若不轉氣者、勿更與之。明日又不大便、脉反微濇者、裏虛也、為難治、不可更與承氣湯也。六(用前第二方)。
陽明病、讝語し、潮熱を發し、脉滑にして疾(しつ)の者は、小承氣湯之を主る。
因(よ)りて承氣湯一升を與え、腹中轉氣(てんき)する者は、更に一升を服す。
若し轉氣せざる者は、更に之を與うることなかれ。
明日、又、大便せず、脉反って微濇(びしょく)の者は、裏虛するなり、治し難しと為す。更に承氣湯を與うべからざるなり。六(前の第二方を用う)。
この条文では、小承気湯の脉証に触れられています。またこの条文では転気とされていますが、転失気でも良いと思います。
ちなみに、転とは、腸がうごめく姿と捉えると良いと思います。ですから転失気は、お腹の胃腸が蠕動して放屁することだと理解されます。
小承気湯は、太陰病との鑑別が必要でした。
また、小承気湯と大承気湯の鑑別点のひとつに、大便鞕と燥屎の違いもありました。
過去ブログで、述べていますのでご覧頂けたらと思います。
陽明病で讝語が現れているのですから、すでに大便鞕になっています。
そして潮熱が現れ、脈は去来が円滑な滑脈で有力です。
そして疾脈ですから実際に触れると、とんでもなく早く感じる一息7~8至位でしょうか。

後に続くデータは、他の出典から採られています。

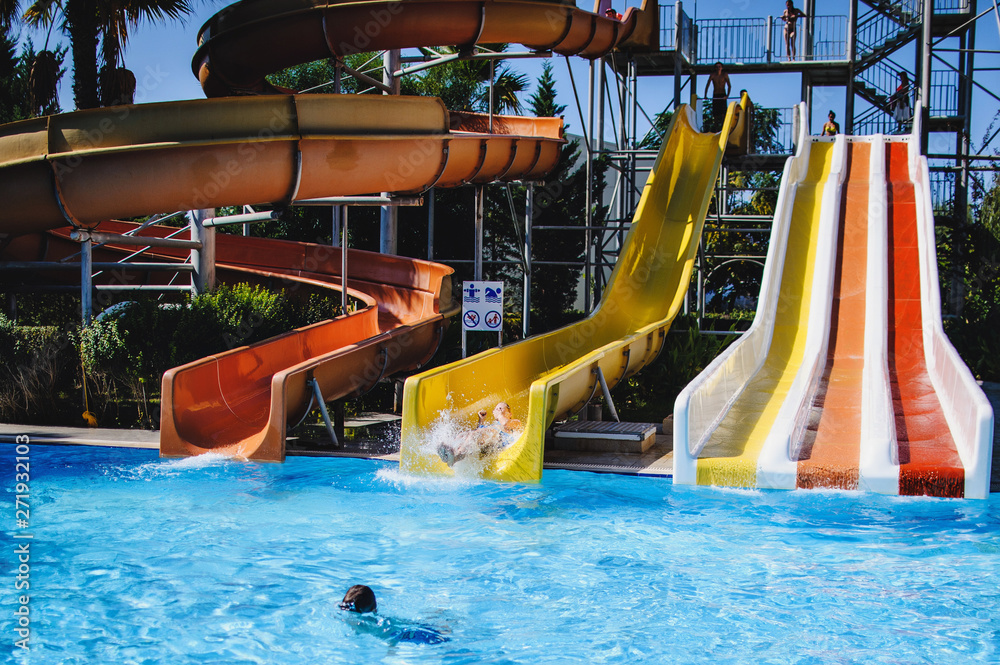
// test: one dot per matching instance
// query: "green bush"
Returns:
(127, 350)
(649, 395)
(39, 367)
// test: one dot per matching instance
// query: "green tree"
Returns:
(16, 94)
(559, 201)
(90, 24)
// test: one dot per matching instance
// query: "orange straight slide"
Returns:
(241, 401)
(928, 459)
(830, 449)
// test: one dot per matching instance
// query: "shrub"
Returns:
(649, 395)
(38, 371)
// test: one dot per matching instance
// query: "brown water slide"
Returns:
(928, 459)
(831, 446)
(90, 166)
(246, 41)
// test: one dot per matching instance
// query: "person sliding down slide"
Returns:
(486, 439)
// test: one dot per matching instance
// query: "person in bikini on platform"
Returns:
(721, 87)
(790, 16)
(487, 439)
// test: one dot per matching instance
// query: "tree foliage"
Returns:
(16, 98)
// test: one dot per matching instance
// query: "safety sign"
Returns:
(482, 306)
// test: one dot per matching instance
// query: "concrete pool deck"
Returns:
(657, 461)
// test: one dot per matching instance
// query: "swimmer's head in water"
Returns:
(359, 598)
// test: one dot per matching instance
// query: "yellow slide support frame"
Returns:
(551, 376)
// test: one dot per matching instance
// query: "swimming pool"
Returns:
(138, 560)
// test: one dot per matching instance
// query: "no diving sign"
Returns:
(482, 306)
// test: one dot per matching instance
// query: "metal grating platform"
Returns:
(599, 436)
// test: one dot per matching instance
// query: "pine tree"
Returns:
(560, 201)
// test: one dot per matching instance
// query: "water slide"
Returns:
(553, 375)
(845, 379)
(88, 167)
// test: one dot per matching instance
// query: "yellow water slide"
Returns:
(551, 376)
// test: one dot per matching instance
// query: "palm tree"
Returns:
(89, 23)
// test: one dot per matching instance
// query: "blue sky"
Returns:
(160, 55)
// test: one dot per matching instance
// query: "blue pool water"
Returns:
(137, 560)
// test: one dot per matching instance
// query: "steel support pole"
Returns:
(478, 249)
(529, 212)
(86, 280)
(587, 241)
(343, 263)
(337, 223)
(599, 195)
(203, 258)
(926, 49)
(389, 218)
(852, 54)
(430, 224)
(678, 70)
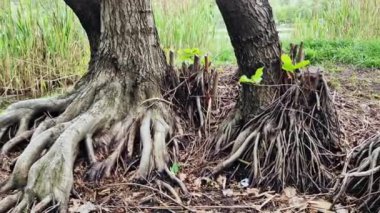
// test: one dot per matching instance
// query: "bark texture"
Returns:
(253, 35)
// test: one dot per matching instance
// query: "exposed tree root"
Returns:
(43, 173)
(293, 141)
(196, 90)
(361, 175)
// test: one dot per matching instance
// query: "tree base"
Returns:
(293, 141)
(361, 175)
(44, 170)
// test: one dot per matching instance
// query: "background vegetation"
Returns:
(42, 45)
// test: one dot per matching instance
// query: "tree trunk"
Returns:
(120, 96)
(253, 35)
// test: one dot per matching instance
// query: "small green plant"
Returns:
(175, 168)
(288, 66)
(255, 79)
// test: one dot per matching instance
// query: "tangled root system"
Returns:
(294, 141)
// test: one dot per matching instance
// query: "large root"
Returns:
(43, 173)
(361, 175)
(294, 141)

このような病態に、小承気湯を服用させると直ちに胃腸の蠕動が起こり、場合によっては放屁するようなら、さらに服用を進めて讝語が病むまで下利をさせなさいということですね。
ちなみに、一息7~8至の疾脈が、遅脈に変じたら大承気湯ですね。
その場合、濈然と汗が出ているはずです。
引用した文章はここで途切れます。